Hacker News new | ask | show | jobs
by goosehonk 2393 days ago
It's a good thing you measured it :-) Programs that do a little bit of 512x512 FMA mixed in with other stuff will not benefit from AVX-512 but can suffer from the heat it generates, or from the hiccup when the CPU turns the FMA unit on and back off.

Codes that can do a lot of 512b FMA consecutively will benefit very greatly, and pay a small penalty (up to 25%) in terms of throughput for everything else.

Codes that use non-multiplier stuff that's just marketed as AVX-512, like VBMI2, also benefit greatly and without any penalty.

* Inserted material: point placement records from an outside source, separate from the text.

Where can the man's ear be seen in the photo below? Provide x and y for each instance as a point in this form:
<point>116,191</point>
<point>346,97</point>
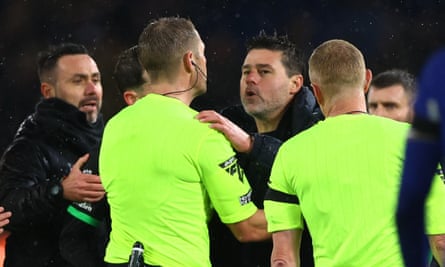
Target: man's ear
<point>187,60</point>
<point>47,90</point>
<point>130,97</point>
<point>368,78</point>
<point>296,83</point>
<point>317,93</point>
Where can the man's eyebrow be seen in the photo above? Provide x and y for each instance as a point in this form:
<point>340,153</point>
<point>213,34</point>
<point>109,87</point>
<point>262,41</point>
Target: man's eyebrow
<point>247,66</point>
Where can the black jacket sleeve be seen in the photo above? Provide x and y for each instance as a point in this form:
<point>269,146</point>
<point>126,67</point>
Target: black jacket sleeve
<point>25,187</point>
<point>258,164</point>
<point>263,152</point>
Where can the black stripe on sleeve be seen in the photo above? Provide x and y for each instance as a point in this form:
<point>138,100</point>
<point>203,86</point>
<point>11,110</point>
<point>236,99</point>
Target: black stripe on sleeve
<point>278,196</point>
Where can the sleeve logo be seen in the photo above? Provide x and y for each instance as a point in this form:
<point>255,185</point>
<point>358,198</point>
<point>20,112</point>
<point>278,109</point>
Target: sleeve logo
<point>232,167</point>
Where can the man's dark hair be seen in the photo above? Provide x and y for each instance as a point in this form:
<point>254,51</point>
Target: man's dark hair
<point>128,70</point>
<point>47,60</point>
<point>292,57</point>
<point>396,77</point>
<point>163,43</point>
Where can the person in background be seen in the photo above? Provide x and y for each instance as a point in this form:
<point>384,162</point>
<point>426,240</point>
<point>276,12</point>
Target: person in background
<point>392,94</point>
<point>327,174</point>
<point>48,175</point>
<point>275,107</point>
<point>131,78</point>
<point>425,147</point>
<point>163,170</point>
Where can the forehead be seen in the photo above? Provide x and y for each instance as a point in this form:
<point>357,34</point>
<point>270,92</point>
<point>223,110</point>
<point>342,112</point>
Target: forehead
<point>263,57</point>
<point>76,64</point>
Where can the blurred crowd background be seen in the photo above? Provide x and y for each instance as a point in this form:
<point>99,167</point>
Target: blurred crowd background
<point>391,34</point>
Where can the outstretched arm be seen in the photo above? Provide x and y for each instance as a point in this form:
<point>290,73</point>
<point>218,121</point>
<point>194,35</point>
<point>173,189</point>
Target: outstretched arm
<point>286,248</point>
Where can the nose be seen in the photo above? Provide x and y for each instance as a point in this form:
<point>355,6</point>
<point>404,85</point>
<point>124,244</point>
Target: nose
<point>252,77</point>
<point>90,88</point>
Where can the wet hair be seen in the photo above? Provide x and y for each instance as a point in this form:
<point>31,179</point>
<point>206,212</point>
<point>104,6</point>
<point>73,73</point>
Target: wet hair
<point>292,57</point>
<point>128,71</point>
<point>337,65</point>
<point>396,77</point>
<point>163,43</point>
<point>47,60</point>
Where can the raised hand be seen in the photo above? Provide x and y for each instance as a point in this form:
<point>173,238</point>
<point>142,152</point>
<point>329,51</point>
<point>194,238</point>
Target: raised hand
<point>240,140</point>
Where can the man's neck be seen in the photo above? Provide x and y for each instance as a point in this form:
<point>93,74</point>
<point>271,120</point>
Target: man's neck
<point>174,90</point>
<point>351,105</point>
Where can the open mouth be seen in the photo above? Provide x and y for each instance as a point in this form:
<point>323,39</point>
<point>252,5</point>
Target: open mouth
<point>90,105</point>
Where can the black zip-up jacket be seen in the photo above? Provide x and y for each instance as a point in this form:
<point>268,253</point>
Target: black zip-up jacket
<point>302,113</point>
<point>45,147</point>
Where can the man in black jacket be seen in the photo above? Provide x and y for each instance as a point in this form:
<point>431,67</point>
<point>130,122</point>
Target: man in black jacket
<point>48,175</point>
<point>275,106</point>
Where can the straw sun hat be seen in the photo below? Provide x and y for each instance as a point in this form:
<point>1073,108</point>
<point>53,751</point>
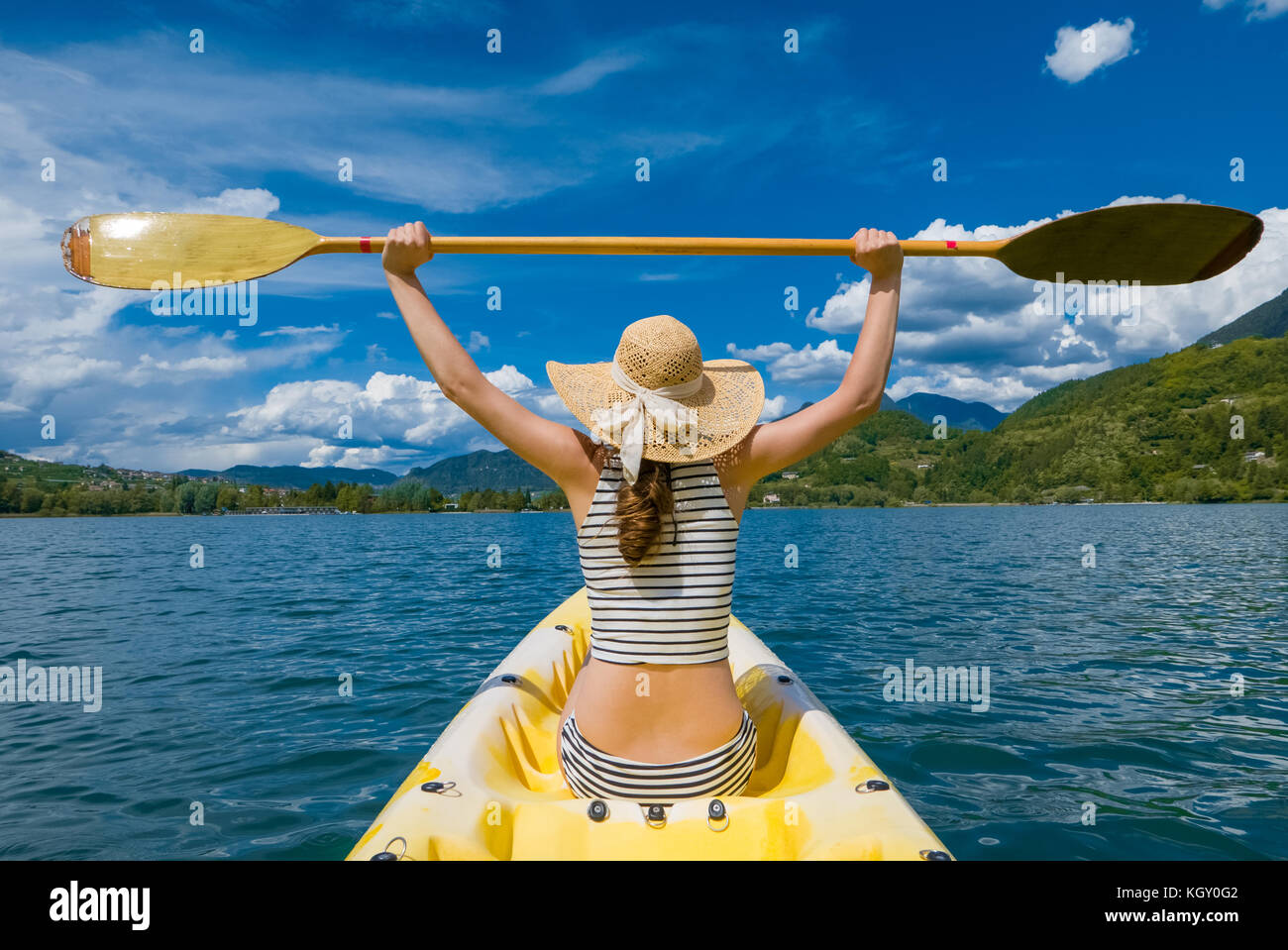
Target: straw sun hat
<point>658,399</point>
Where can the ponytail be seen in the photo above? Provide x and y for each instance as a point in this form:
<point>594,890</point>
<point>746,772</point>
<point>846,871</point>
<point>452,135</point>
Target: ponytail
<point>640,510</point>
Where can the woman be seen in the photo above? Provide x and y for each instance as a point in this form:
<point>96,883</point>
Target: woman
<point>657,497</point>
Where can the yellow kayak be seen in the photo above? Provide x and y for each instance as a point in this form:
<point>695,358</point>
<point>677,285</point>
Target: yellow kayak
<point>490,787</point>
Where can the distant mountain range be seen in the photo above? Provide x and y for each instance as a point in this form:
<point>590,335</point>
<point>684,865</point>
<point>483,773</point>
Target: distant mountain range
<point>926,405</point>
<point>294,475</point>
<point>1270,321</point>
<point>505,472</point>
<point>501,472</point>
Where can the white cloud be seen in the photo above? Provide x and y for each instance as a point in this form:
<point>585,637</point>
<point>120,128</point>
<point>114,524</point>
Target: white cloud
<point>774,408</point>
<point>1078,53</point>
<point>588,73</point>
<point>391,412</point>
<point>822,364</point>
<point>1257,9</point>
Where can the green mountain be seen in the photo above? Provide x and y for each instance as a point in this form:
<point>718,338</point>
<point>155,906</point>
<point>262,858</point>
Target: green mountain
<point>482,470</point>
<point>294,475</point>
<point>1270,321</point>
<point>1163,430</point>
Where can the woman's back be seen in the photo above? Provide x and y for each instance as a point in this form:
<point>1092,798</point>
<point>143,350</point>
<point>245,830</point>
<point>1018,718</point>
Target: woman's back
<point>657,685</point>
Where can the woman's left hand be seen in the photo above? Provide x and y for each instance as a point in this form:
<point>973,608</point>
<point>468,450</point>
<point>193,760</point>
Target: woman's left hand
<point>406,249</point>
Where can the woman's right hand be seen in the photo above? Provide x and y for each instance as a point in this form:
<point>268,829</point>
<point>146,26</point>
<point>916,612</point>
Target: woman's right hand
<point>877,253</point>
<point>406,249</point>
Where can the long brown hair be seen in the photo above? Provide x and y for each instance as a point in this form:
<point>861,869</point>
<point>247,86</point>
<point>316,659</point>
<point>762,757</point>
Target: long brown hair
<point>642,510</point>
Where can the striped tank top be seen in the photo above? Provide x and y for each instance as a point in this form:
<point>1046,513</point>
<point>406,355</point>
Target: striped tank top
<point>673,606</point>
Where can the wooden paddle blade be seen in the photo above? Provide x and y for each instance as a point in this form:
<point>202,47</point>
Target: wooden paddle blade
<point>137,252</point>
<point>1155,244</point>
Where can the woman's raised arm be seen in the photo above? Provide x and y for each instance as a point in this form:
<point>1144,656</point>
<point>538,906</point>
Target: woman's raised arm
<point>774,446</point>
<point>557,450</point>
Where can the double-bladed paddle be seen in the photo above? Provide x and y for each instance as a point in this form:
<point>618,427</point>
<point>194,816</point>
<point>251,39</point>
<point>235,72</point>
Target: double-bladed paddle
<point>1154,244</point>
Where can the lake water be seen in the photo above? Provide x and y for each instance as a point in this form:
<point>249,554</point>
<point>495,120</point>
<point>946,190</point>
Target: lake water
<point>1112,687</point>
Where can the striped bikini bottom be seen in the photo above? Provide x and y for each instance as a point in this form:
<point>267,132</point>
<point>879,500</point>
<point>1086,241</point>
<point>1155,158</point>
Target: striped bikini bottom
<point>593,774</point>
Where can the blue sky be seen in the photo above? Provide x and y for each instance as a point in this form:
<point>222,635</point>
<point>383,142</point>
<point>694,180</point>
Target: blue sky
<point>542,138</point>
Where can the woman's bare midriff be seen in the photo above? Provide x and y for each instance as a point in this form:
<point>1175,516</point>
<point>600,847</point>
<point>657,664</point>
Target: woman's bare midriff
<point>655,713</point>
<point>649,712</point>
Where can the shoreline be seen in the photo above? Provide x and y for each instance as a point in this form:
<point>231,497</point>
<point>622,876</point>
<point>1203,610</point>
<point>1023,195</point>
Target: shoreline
<point>756,507</point>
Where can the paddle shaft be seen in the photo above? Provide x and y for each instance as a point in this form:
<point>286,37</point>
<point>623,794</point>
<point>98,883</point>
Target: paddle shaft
<point>820,248</point>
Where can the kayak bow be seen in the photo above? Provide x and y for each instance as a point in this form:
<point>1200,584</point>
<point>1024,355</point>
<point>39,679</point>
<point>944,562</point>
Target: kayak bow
<point>490,787</point>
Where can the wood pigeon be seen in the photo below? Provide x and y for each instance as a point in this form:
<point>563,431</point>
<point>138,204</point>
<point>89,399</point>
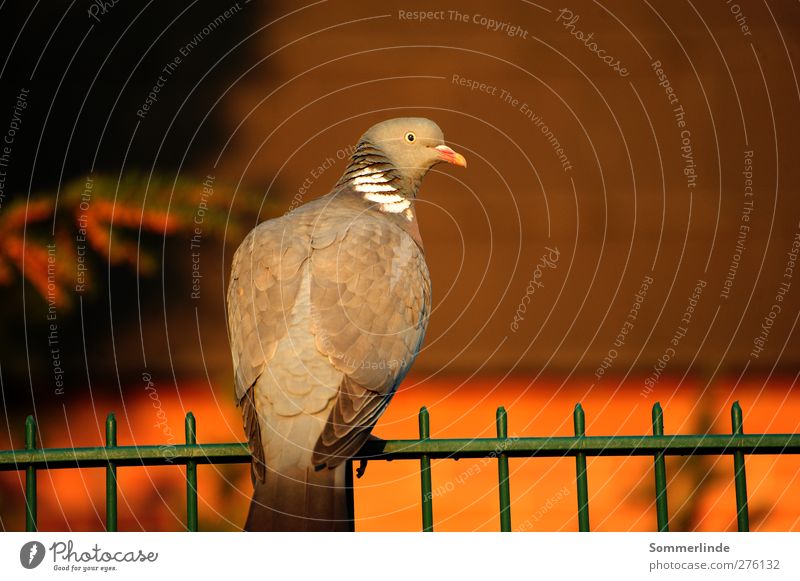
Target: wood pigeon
<point>327,309</point>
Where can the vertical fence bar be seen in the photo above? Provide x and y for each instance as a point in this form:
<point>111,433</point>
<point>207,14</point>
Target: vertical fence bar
<point>660,467</point>
<point>579,420</point>
<point>30,478</point>
<point>502,473</point>
<point>739,476</point>
<point>191,476</point>
<point>111,476</point>
<point>351,508</point>
<point>425,472</point>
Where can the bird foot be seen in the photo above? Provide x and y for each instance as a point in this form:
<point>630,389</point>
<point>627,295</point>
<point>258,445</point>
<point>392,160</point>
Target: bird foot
<point>362,462</point>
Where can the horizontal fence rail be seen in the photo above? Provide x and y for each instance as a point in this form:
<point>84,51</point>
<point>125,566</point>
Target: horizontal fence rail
<point>658,445</point>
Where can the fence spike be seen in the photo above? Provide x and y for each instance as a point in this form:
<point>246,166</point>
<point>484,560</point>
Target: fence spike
<point>502,471</point>
<point>31,516</point>
<point>579,421</point>
<point>425,472</point>
<point>739,476</point>
<point>191,476</point>
<point>660,469</point>
<point>111,475</point>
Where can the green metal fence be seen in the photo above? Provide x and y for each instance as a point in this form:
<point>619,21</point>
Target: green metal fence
<point>658,445</point>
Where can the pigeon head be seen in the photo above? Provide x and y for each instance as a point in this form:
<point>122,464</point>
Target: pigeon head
<point>412,144</point>
<point>393,156</point>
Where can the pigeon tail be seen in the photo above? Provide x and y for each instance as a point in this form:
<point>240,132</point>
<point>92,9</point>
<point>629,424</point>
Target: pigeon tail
<point>301,500</point>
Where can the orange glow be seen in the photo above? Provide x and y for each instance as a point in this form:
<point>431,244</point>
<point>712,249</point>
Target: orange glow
<point>701,495</point>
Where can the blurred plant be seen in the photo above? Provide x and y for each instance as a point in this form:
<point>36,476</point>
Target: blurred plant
<point>109,216</point>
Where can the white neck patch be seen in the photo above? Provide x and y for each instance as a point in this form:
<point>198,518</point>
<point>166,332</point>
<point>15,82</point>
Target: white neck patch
<point>375,188</point>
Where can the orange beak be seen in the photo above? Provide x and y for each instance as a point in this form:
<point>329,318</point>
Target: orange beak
<point>450,156</point>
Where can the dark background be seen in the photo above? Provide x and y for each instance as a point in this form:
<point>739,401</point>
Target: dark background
<point>275,89</point>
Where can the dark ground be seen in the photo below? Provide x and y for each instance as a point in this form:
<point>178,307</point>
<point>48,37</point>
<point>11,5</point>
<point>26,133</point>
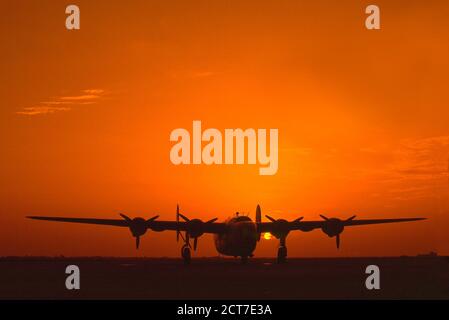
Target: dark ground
<point>213,278</point>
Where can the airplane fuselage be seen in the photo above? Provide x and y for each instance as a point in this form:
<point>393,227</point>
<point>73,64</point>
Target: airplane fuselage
<point>239,239</point>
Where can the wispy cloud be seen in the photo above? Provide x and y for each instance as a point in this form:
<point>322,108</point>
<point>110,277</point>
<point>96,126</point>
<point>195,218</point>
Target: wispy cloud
<point>64,103</point>
<point>32,111</point>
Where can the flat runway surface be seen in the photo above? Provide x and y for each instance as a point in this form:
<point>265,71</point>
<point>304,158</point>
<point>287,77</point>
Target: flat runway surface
<point>214,278</point>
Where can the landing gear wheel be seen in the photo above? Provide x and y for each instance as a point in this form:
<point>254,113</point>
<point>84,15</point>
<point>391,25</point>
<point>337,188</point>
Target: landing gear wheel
<point>282,255</point>
<point>185,253</point>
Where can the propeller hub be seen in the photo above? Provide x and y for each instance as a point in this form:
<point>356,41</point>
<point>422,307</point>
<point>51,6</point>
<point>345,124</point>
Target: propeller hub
<point>138,227</point>
<point>195,228</point>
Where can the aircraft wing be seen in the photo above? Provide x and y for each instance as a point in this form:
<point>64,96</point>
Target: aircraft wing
<point>207,227</point>
<point>156,225</point>
<point>311,225</point>
<point>106,222</point>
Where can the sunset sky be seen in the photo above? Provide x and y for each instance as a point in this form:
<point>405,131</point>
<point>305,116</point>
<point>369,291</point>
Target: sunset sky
<point>86,116</point>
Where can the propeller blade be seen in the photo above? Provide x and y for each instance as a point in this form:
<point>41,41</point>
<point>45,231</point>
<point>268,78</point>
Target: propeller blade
<point>184,217</point>
<point>212,220</point>
<point>177,221</point>
<point>187,239</point>
<point>338,241</point>
<point>152,219</point>
<point>125,217</point>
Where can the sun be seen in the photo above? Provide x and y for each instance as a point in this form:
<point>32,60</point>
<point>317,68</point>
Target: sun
<point>267,236</point>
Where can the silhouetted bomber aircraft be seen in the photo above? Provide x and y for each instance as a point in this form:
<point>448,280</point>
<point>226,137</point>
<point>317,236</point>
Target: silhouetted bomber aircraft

People with AMD CPUs don't get a choice. Hard to see how this accrues to Intel's mistakes column.

1 comments

It's not really an Intel mistake, but it is an Intel problem. In ML, the ASICs are coming. NVIDIA is pretty much guaranteed to maintain a leadership position in this space because their software layers are dominant. Intel's ML leadership position is quite tenuous because the killer ML features don't work quite well enough for the premium. MKL should be a solid moat, similar to NVIDIA's CUDA and CUDNN, but if it requires serious effort to get the benefits, it becomes more palatable to spend that effort on ARM-based servers or custom hardware like Inferentia which are meaningfully cheaper. Maybe Ice Lake will fix this, but Intel is running out of time to convince people that Intel chips should remain the first choice in ML.

AMD isn't relevant in this space AFAIK.